Though best known for red wines like Cabernet and Syrah, Washington further distinguishes itself by producing outstanding bottles from a variety of grapes.
What defines Washington State wine? That’s the question the state has been trying to answer as it grows from its infancy—most vineyards have been planted in the last 40 years—into its adolescence as a wine-growing region.
This month’s series of Washington reviews provides no easy answer. Top scoring wines include Syrah, Cabernet Sauvignon, Bordeaux-style blends, Rhône-style blends, Mourvèdre, Grenache, Merlot, Cabernet Franc, Chardonnay, Malbec and Merlot. Oh, and there are quality rosés and ice wines mixed in there too.
Why so much diversity? There are more than 40 wine-grape varieties planted in Washington, and many have shown an affinity for the region.
Looking at why that is, it’s important to understand that the Columbia Valley—Washington’s largest growing region—is far from monolithic.

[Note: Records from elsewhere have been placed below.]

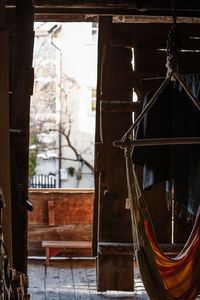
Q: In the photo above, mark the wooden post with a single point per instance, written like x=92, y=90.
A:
x=114, y=271
x=21, y=87
x=4, y=140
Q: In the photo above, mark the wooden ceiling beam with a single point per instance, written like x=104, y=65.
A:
x=191, y=5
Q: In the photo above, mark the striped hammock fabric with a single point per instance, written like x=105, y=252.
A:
x=164, y=278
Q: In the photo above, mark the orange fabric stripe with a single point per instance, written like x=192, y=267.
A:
x=176, y=273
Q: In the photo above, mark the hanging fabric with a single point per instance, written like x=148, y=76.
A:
x=164, y=278
x=171, y=116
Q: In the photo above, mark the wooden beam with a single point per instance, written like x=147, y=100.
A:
x=120, y=106
x=21, y=81
x=114, y=223
x=159, y=142
x=5, y=142
x=155, y=35
x=116, y=248
x=154, y=4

Taking up nearly a third of the land mass of the state, it’s a diverse winegrowing region, full of ranges of elevation and heat accumulation. Additionally, the Columbia Valley is a desert, with warm, dry temperatures, meaning irrigation is required in almost all vineyards. This provides growers with a fine level of control over the amount of water that each grape vine receives, increasing both quality and consistency, while allowing a large number of grape varieties to flourish.

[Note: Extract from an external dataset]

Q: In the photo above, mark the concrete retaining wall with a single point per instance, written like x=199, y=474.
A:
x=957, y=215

There are more than 40 wine-grape varieties planted in Washington, and many have shown an affinity for the region.
With so much diversity, how are we to understand Washington as a wine region? Certainly, red grape varieties surpass white varieties in terms of quality, though high-quality white wines undoubtedly exist.

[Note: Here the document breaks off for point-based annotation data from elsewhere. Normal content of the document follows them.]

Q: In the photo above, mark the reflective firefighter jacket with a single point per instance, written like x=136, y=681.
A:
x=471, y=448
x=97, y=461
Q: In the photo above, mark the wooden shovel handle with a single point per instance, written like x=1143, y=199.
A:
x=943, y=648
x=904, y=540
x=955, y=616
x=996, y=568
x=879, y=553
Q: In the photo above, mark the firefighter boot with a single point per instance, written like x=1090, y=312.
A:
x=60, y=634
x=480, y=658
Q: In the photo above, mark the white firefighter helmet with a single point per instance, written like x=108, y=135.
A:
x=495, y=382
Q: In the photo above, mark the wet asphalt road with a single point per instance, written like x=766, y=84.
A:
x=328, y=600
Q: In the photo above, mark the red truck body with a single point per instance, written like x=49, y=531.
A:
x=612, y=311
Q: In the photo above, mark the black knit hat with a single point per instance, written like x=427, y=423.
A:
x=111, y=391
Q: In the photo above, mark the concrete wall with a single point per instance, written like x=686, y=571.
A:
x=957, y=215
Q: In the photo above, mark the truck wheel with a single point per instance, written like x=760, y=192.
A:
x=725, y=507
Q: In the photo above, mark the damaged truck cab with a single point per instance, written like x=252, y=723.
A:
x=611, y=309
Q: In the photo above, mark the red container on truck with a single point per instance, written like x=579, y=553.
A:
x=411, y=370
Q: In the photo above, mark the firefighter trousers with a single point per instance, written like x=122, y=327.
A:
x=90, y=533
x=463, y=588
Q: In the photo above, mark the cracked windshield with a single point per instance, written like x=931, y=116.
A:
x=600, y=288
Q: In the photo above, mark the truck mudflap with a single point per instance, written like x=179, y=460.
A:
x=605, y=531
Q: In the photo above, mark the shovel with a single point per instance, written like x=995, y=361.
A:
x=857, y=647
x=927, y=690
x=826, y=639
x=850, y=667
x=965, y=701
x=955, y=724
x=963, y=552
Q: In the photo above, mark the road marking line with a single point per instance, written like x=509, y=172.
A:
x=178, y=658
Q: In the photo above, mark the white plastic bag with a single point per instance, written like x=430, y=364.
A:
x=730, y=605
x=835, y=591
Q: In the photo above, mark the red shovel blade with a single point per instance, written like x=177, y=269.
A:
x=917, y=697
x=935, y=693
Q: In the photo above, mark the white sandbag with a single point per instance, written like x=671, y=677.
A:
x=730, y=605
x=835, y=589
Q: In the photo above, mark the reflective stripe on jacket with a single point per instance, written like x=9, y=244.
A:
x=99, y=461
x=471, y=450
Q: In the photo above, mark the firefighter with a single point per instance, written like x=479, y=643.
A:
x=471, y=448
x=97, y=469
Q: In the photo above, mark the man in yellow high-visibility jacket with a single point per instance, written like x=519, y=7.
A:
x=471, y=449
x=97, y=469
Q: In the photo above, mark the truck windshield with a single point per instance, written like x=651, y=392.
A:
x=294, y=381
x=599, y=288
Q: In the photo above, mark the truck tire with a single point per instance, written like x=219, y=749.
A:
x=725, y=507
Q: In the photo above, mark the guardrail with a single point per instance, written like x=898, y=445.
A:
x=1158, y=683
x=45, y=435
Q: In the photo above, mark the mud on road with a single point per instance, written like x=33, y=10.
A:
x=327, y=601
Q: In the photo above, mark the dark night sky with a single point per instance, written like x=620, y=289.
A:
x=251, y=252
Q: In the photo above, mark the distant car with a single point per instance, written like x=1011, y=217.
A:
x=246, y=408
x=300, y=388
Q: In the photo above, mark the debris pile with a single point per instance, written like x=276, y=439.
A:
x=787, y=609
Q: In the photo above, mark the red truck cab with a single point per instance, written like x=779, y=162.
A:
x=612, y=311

Otherwise, what unites the wines across variety is ripe New World fruit combined with an Old World-style structure, with higher acidity due to cool nights.
Washington probably won’t be identified with a single grape variety any time soon. However, Syrah and Cabernet Sauvignon are increasingly separating themselves. Will these grapes eventually become Washington’s calling card? Only time will tell.